Tegen de tijd dat wij met een invulling moeten komen, kunt u zien met welke oplossing wij komen. Wellicht kunt u dan nog eens creatief met mij meedenken.

De heer Hermans (LPF):

De woorden "financiële en maatschappelijke rentabiliteit" zijn reeds gevallen. Kan de staatssecretaris aan de hand van de bezettingsgraad aangeven tot welk moment er sprake is van maatschappelijke rentabiliteit en welke kosten dergelijke lijnen met zich brengen voor andere reizigers?

Staatssecretaris Schultz van Haegen-Maas Geesteranus:

Ik kan u die gegevens over deze twee lijnen op dit moment niet geven. Ik kan het wel voor u laten uitzoeken. De NS hebben al langere tijd aangeven dat het geld dat wij beschikbaar stellen voor de exploitatie van onrendabele lijnen, absoluut onvoldoende is voor deze twee lijnen. Ik kan u die gegevens dus op dit moment niet geven, maar dat neemt niet weg dat wij hebben onderzocht wat het effect van alle onrendabele lijnen op het totale spoor is en wat de gevolgen zijn voor de tarieven op de drukbezette lijnen. Dat effect is aanzienlijk en wij zullen hierover dan ook zeker verder moeten spreken bij de behandeling van de nota Mobiliteit. Uiteindelijk zullen wij namelijk de politieke discussie moeten voeren over de vraag of wij elke lijn in stand willen houden of dat wij bereid moeten zijn om naar alternatieven voor sommige lijnen te zoeken. Overigens sluit ik niet uit dat die alternatieven het vervoersaanbod in de regio kunnen verbeteren. Deze alternatieven kunnen er dus toe leiden dat er extra geld beschikbaar komt voor regionale alternatieven en er geld wordt bespaard op het totale hoofdnet.

Mevrouw Kant (SP):

Je ziet wat marktwerking op het spoor nu al allemaal teweegbrengt. Je zult al in een heel vroeg stadium moeten discussiëren over de vraag of een lijn wel of niet rendabel is of die wel of niet in stand moet worden gehouden. Al met al komt dat echter wel neer op een achteruitgang van de kwaliteit van het openbaar vervoer. De staatssecretaris zegt dat zij nog moet spreken met de betrokken partijen en dat zij over allerlei opties beschikt. Ik hoor echter ook graag van haar welke optie voor haar onbespreekbaar is. Dat zou mijns inziens de optie moeten zijn dat er lijnen worden gesloten, omdat die lijnen door gebieden lopen waar nu eenmaal minder mensen van de trein gebruikmaken. Voorkomen moet immers worden dat het openbaar vervoer, in dit geval de trein, erop achteruitgaat. De mensen in de desbetreffende gebieden krijgen van de staatssecretaris graag de garantie dat zij er niet op achteruit zullen gaan.
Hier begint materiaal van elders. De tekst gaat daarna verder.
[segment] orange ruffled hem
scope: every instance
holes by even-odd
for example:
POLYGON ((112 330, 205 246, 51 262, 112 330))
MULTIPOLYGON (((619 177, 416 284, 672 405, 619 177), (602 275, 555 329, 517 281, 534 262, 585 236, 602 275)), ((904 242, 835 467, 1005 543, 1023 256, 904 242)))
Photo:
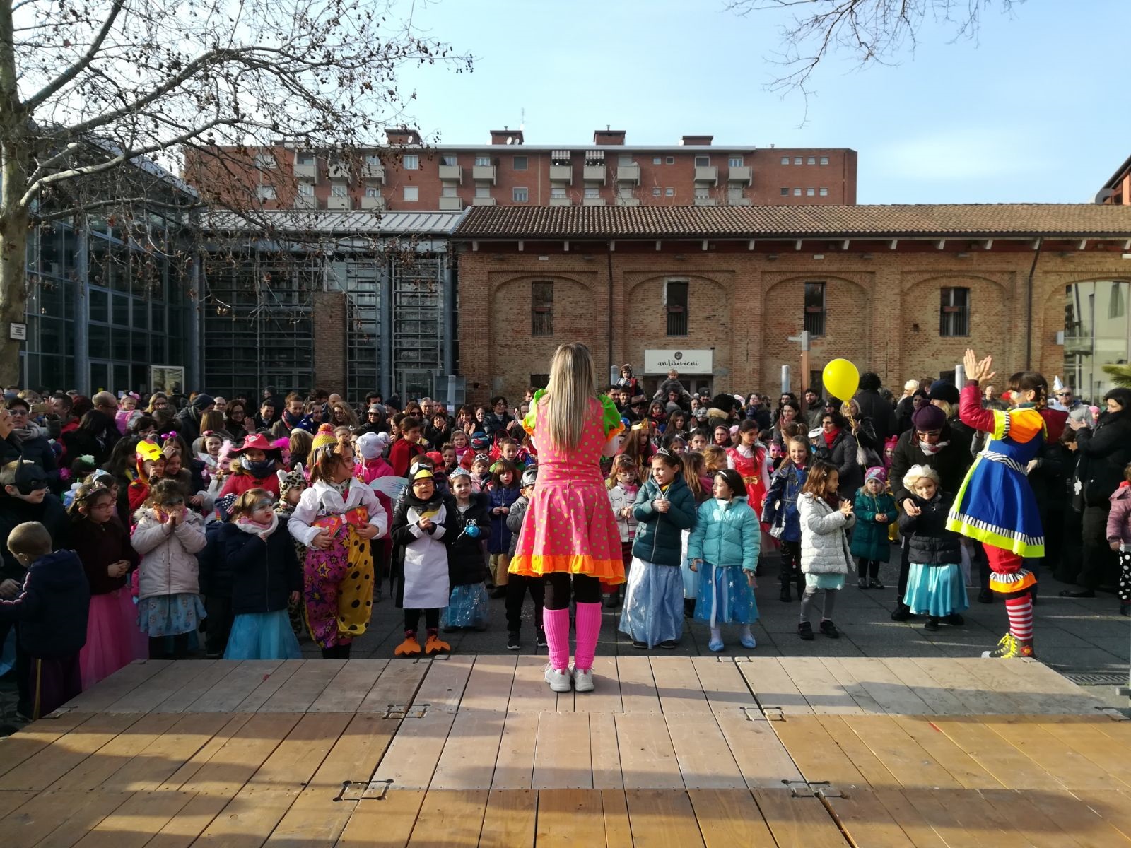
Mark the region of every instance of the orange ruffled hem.
POLYGON ((549 556, 544 554, 516 554, 507 571, 524 577, 543 577, 544 574, 567 573, 588 574, 598 578, 603 583, 615 586, 624 582, 624 561, 598 560, 588 554, 567 554, 549 556))

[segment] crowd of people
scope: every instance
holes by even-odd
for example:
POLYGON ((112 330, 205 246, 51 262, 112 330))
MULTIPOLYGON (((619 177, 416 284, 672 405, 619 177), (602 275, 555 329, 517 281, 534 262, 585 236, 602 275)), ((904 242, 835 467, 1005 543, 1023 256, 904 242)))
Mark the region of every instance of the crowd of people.
POLYGON ((546 389, 455 409, 8 391, 0 646, 15 624, 19 710, 144 657, 292 658, 309 639, 345 658, 382 597, 412 657, 486 628, 492 599, 520 649, 529 596, 546 682, 588 691, 603 607, 641 650, 674 648, 689 617, 713 651, 756 648, 771 550, 806 641, 839 637, 853 577, 886 588, 893 546, 897 621, 961 625, 972 581, 1004 600, 988 656, 1034 655, 1042 570, 1078 585, 1062 594, 1115 591, 1128 615, 1131 390, 1097 409, 1033 372, 999 392, 990 357, 966 367, 961 390, 909 380, 895 397, 865 373, 852 398, 775 404, 693 393, 674 371, 646 392, 630 365, 601 387, 585 346, 563 345, 546 389))

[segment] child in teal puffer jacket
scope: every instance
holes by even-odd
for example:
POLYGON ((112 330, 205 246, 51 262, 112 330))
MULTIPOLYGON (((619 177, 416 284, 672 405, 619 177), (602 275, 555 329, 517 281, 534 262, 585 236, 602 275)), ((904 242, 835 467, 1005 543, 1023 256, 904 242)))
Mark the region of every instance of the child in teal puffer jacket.
POLYGON ((683 464, 666 450, 651 458, 651 477, 637 492, 622 633, 641 650, 674 648, 683 635, 683 559, 681 530, 696 523, 696 497, 683 481, 683 464))
POLYGON ((754 589, 758 581, 760 529, 758 517, 746 502, 746 486, 733 468, 715 475, 714 495, 699 507, 696 529, 688 540, 691 568, 699 573, 696 618, 710 624, 709 647, 723 650, 722 624, 742 625, 743 648, 758 643, 750 623, 758 621, 754 589))

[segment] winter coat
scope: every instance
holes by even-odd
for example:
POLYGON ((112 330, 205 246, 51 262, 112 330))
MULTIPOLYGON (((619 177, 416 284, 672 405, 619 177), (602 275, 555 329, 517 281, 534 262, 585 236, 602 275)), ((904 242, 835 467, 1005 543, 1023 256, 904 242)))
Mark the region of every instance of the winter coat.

Staatssecretaris Schultz van Haegen-Maas Geesteranus:

Op deze vraag heb ik volgens mij al minstens drie keer antwoord gegeven. Het lijkt mij onzinnig om mijn antwoord nog een keer te herhalen.

Mevrouw Kant (SP):

Ik herhaal geen vraag. Ik vraag de staatssecretaris om de garantie dat de vervoersvoorziening van de betrokken mensen er niet op achteruit zal gaan.

Staatssecretaris Schultz van Haegen-Maas Geesteranus:

Nogmaals. Wij gaan met de regio in gesprek. In dit gesprek zal ik natuurlijk proberen om een gelijkwaardig of beter aanbod te realiseren. Ik kan u nu niet zeggen hoe je die verschillende vervoersvormen kunt vergelijken, maar ik ga ervan uit dat een oplossing als een verbetering zal worden ervaren als wij met een regio zo'n oplossing vinden. Dat moet ook mijn uitgangspunt zijn.

Ik heb verder al aangegeven dat naar aanleiding van de nota Mobiliteit zeker de politieke discussie moet worden gevoerd over de vraag of wij alles willen houden zoals het is of gaan werken aan andere vormen van en andere concepten voor openbaar vervoer.

Nogmaals, onze uitgangspunten zijn hetzelfde. Wij willen allemaal dat er een goed openbaar vervoer is. Soms is de trein de beste optie en soms moet je bereid zijn om andere modaliteiten te overwegen. Je moet dus niet koste wat het kost willen vasthouden aan dat ene onderdeel van het openbaar vervoer.